Michelangelo certifica fino all’ultimo dettaglio epidermico la presenza fisica del Messia insieme alla santità di quel corpo. Il cadavere del crocifisso non risulta abbrutito perché qui, come direbbe San Tommaso, viene scolpito un corpo “ottimamente ordinato per l’onnipotente virtù dello Spirito Santo”.164 Infatti nella Pietà la morte di Gesù appare simile al sonno di un innocente. È soltanto un passaggio verso il risveglio, verso la gloria della resurrezione. Per il committente e per l’artista il Cristo è un essere solo temporaneamente passato dalla vita alla morte, come anticipato nei salmi di Davide: “io mi corico e mi addormento, mi sveglio perché il Signore mi sostiene!”.165 

 
Dunque il Buonarroti aveva a disposizione tutta una serie di modelli visivi, poetici, letterari da utilizzare come scale per salire le vette teologiche davanti alle quali lo poneva Jean Bilhères.

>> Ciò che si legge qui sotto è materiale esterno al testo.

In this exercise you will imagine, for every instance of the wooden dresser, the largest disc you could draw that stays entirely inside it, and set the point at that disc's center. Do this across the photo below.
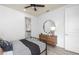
(49, 39)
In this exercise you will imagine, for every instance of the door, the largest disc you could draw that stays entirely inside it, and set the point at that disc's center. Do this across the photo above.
(72, 29)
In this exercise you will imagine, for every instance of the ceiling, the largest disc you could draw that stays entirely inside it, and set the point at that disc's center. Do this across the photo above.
(40, 10)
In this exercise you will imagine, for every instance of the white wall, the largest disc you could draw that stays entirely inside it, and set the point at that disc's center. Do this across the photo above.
(58, 17)
(12, 24)
(72, 28)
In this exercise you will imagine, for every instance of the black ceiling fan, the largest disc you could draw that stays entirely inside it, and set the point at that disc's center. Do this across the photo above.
(35, 5)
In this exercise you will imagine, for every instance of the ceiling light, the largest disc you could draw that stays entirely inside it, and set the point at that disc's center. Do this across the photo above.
(24, 9)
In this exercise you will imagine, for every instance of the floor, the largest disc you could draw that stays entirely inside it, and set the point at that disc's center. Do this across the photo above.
(59, 51)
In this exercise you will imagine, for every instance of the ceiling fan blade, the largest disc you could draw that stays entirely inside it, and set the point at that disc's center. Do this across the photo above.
(37, 5)
(27, 6)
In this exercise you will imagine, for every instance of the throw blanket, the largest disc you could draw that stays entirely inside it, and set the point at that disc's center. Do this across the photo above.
(35, 50)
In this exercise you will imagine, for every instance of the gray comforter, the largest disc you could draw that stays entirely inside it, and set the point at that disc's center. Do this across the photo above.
(20, 49)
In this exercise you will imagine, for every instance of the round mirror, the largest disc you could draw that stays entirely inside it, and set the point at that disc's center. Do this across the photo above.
(49, 27)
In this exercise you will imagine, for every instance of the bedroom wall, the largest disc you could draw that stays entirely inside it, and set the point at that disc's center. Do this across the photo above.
(12, 23)
(58, 17)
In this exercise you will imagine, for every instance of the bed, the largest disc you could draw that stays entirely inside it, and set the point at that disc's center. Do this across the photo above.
(21, 49)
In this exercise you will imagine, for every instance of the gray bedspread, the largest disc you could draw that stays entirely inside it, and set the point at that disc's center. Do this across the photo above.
(20, 49)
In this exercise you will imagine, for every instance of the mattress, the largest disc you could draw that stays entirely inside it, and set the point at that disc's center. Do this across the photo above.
(20, 49)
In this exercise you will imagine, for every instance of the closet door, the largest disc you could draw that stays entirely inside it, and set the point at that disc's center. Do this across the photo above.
(72, 28)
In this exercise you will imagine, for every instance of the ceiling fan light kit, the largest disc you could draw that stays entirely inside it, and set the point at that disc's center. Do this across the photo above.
(34, 6)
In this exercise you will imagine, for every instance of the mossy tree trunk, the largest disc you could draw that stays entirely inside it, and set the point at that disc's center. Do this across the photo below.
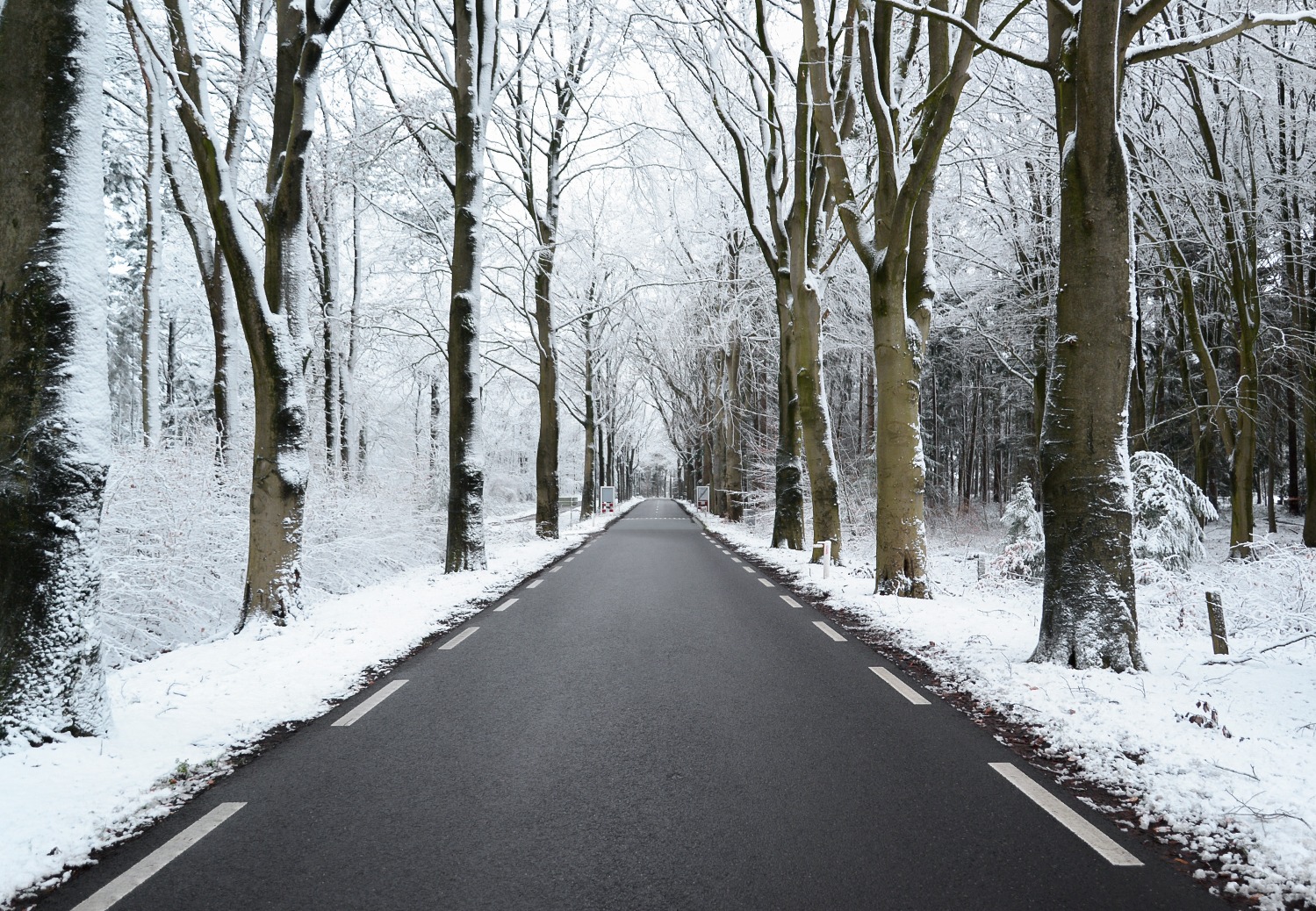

Poi, al fine di soddisfare la propria ambizione d’artista e quella del committente, che voleva la più bella statua di Roma per lasciare un segno memorabile della propria esistenza terrena nel tempio dei successori di Pietro, Michelangelo volle superare un tipo di raffigurazione eccessivamente espressionistica, perseguendo invece il richiamo della statuaria antica in marmo con le sue più sontuose creazioni. La freddezza dei marmi antichi veniva però superata dal significato religioso e da una collocazione che prevedeva il contatto visivo e fisico tra adoranti e opera d’arte.